Pero las palabras que siguen en boca de “Dios” resultan inquietantes: “Creced y multiplicaos”. Habría que borrarlas o, simplemente, ponerlas en su tiempo y lugar: tal vez tuvieron sentido en una época, hace milenios, cuando la especie humana pugnaba por sobrevivir.
Luego se ha multiplicado en exceso y quiere seguir creciendo en poder: he ahí la fuente de los peores males que asolan la Tierra. El antropocentrismo es el error biológico, antropológico y teológico fundamental de todas las religiones tradicionales. Las iglesias cristianas difícilmente podrán inspirar y promover una cosmovisión y un programa ecoliberador de acción planetaria mientras no cambie su lectura de la Biblia, su imagen del mundo, del ser humano y de Dios.
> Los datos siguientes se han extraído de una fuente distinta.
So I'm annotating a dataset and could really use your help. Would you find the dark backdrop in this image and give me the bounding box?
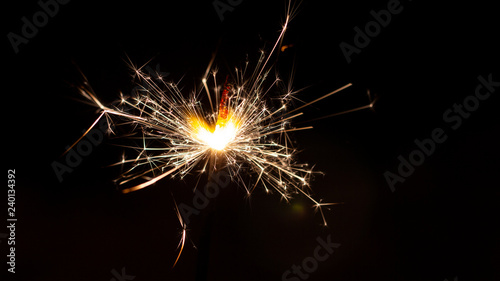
[0,0,500,281]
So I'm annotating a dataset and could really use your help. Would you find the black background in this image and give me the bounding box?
[0,0,500,281]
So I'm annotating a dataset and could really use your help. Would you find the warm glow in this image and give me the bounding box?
[195,118,237,150]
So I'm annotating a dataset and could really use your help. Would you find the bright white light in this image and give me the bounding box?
[196,120,237,150]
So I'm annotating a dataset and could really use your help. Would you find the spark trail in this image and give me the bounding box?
[67,2,372,265]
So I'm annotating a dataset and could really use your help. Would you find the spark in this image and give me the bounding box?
[71,1,364,266]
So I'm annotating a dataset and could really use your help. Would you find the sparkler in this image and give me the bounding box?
[70,3,374,266]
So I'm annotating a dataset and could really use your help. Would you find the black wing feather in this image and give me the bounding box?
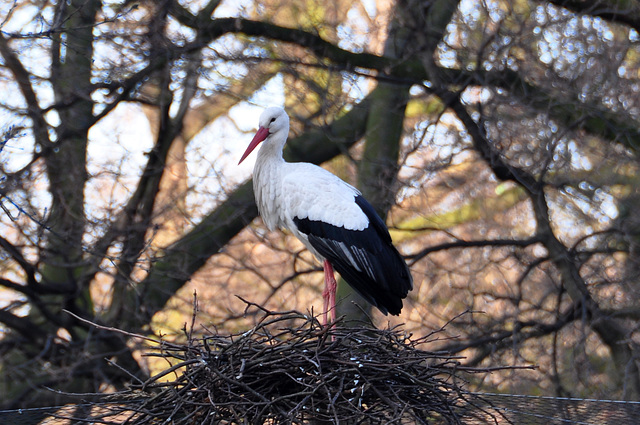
[293,195,413,315]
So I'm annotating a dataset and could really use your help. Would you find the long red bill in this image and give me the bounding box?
[238,127,269,165]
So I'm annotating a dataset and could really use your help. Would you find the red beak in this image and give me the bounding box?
[238,127,269,165]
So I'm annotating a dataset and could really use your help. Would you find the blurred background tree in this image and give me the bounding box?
[0,0,640,408]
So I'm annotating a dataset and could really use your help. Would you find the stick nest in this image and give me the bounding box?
[91,309,495,424]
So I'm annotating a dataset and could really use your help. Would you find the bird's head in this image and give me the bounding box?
[238,106,289,164]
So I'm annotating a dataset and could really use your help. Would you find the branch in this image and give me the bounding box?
[0,236,37,287]
[0,32,51,148]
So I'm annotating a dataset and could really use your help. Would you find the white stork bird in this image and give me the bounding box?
[238,107,413,325]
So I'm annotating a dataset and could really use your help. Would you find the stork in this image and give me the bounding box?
[238,107,413,325]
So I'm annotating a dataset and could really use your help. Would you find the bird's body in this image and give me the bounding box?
[240,107,413,322]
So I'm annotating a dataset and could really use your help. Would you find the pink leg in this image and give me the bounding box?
[322,260,338,326]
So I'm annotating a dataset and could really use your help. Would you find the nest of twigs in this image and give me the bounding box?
[56,303,502,425]
[105,304,502,424]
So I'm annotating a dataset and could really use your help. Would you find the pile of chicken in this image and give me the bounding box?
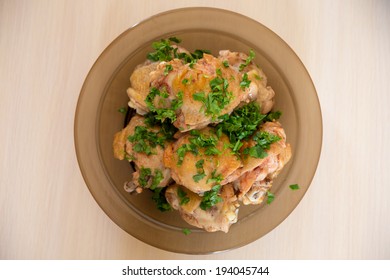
[113,39,291,232]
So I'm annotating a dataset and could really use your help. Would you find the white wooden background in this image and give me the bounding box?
[0,0,390,259]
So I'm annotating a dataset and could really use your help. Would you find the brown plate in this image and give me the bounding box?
[75,8,322,254]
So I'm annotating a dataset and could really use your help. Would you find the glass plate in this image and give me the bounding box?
[74,8,322,254]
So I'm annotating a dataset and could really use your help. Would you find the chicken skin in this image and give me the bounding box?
[234,122,291,205]
[164,127,241,194]
[113,115,171,193]
[165,184,239,232]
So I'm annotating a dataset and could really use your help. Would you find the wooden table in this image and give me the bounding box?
[0,0,390,259]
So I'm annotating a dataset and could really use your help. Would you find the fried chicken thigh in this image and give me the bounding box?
[113,115,171,193]
[164,127,241,194]
[165,184,239,232]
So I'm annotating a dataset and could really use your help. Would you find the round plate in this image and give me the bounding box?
[75,8,322,254]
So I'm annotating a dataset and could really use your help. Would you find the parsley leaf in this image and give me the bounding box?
[238,50,256,71]
[127,126,166,156]
[138,167,152,187]
[240,73,251,90]
[265,111,282,122]
[195,159,204,168]
[138,167,164,190]
[199,185,222,210]
[217,102,266,145]
[192,173,206,183]
[150,169,164,190]
[243,131,281,158]
[145,87,183,122]
[164,64,173,76]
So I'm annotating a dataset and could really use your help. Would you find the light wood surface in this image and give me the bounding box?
[0,0,390,259]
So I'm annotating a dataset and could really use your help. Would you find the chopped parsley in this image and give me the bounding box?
[195,159,204,169]
[206,170,223,184]
[138,167,152,187]
[217,102,266,145]
[238,50,256,71]
[145,112,177,141]
[243,131,281,158]
[164,64,173,76]
[138,167,164,190]
[127,126,166,156]
[240,73,251,90]
[145,87,183,122]
[192,69,233,118]
[177,187,190,205]
[192,172,206,183]
[147,37,181,61]
[199,185,222,210]
[267,191,275,204]
[147,37,210,65]
[265,111,282,122]
[181,78,190,85]
[176,144,199,166]
[290,184,299,191]
[192,159,206,183]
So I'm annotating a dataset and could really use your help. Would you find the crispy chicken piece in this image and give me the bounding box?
[164,127,241,194]
[127,54,254,132]
[233,122,291,204]
[113,115,171,193]
[127,60,158,115]
[165,184,239,232]
[219,50,275,114]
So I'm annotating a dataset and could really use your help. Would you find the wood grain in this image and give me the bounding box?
[0,0,390,259]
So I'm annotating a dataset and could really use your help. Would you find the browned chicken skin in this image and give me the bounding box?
[113,41,291,232]
[164,127,241,194]
[113,115,171,193]
[165,184,239,232]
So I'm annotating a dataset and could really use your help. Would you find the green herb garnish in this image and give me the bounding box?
[138,167,152,187]
[238,50,255,71]
[145,87,183,122]
[138,167,164,190]
[192,173,206,183]
[195,159,204,169]
[240,73,251,90]
[181,78,190,85]
[127,126,166,155]
[164,64,173,76]
[199,185,222,210]
[243,131,281,158]
[217,102,266,147]
[265,111,282,122]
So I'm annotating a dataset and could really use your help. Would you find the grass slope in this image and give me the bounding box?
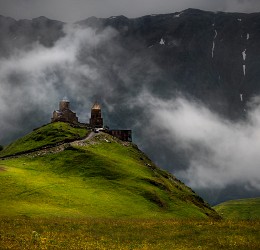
[0,122,89,157]
[0,217,260,250]
[214,198,260,220]
[0,124,218,219]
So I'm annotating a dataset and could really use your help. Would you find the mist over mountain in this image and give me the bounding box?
[0,9,260,203]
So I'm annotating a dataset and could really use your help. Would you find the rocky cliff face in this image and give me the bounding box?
[0,9,260,118]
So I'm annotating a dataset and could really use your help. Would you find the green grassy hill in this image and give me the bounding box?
[0,122,89,157]
[214,198,260,220]
[0,123,218,219]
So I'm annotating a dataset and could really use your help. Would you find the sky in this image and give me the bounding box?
[0,0,260,22]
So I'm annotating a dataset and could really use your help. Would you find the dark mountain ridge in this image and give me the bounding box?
[0,9,260,203]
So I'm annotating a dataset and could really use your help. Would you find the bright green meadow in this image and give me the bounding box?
[214,198,260,220]
[0,123,260,250]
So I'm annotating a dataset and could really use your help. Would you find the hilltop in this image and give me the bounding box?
[0,122,219,219]
[214,198,260,220]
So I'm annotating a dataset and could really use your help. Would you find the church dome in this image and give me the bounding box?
[92,102,101,109]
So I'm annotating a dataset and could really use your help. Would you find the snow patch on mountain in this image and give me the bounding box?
[242,49,246,61]
[211,30,218,58]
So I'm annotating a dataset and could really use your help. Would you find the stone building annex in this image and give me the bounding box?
[51,98,132,141]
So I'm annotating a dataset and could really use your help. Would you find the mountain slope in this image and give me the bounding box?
[0,122,89,157]
[0,124,218,218]
[214,198,260,220]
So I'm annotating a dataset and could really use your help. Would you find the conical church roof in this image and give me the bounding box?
[92,102,101,109]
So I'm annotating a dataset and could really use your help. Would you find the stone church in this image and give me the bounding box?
[51,98,132,141]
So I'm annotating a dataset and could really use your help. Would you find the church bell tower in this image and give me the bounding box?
[89,102,103,128]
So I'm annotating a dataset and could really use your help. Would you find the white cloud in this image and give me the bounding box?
[136,95,260,190]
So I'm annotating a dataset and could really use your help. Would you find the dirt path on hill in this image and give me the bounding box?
[0,132,97,160]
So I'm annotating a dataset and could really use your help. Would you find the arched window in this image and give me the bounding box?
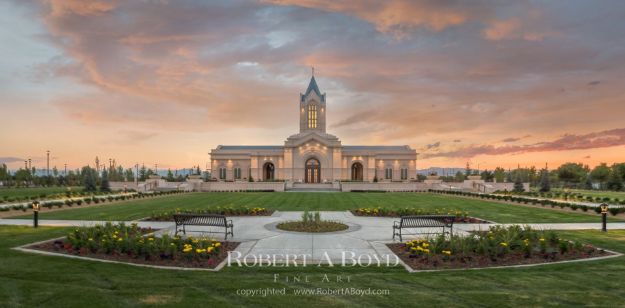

No habrá bienaventuranza en la Tierra mientras el ser humano no aprenda a ser feliz decreciendo y compartiendo.
6. He ahí la solemne promesa de “Dios”, del Aliento vital, del eterno y originario Espíritu que todo lo mueve: “Ningún ser vivo volverá a ser exterminado por las aguas del diluvio” (9,11). La promesa depende de nuestro com-promiso. Ese ha de ser el credo, el culto y el código de todas las religiones, el pacto espiritual y político universal más allá de las religiones. Bajo un Arco Iris de la paz que une la tierra con su cielo.
7. Es primavera del 2020 en Europa. El coronavirus acapara toda la atención: noticias y opiniones de medios, medidas de gobiernos, mensajes de obispos. Un virus submicroscópico inunda los países más ricos de histeria e incertidumbre. Los dramas diarios que eran antes y seguirán siendo luego –la opresión de Palestina, la guerra de Siria o del Yemen, la multitud de refugiados violentamente rechazados en nuestras fronteras, el poder económico especulador y asesino– ya no parecen existir. El cambio climático tampoco. Pero todo está unido.
No quiero decir que el origen del coronavirus tenga que ver con el cambio climático. Pero el remedio de esta pandemia está ligado al del cambio climático y el de tantas pandemias causadas en la Tierra por el poder humano depredador. Solo podrá salvarnos la adopción de otro modelo de civilización eco-espiritual global, otra política y otra economía inspiradas por la Justicia, la Paz y el Cuidado. Solo podremos hallar nuestro bien en el Bien Común de la humanidad y de la Tierra que somos.
Nadie tiene el monopolio de la solución, pero todos deben ofrecer su granito de esperanza activa. También las religiones pueden y deben aportar la inspiración más profunda que mueve a sus sabias y sabios y que late en sus textos fundacionales, a condición de que sepan liberar el espíritu de la letra.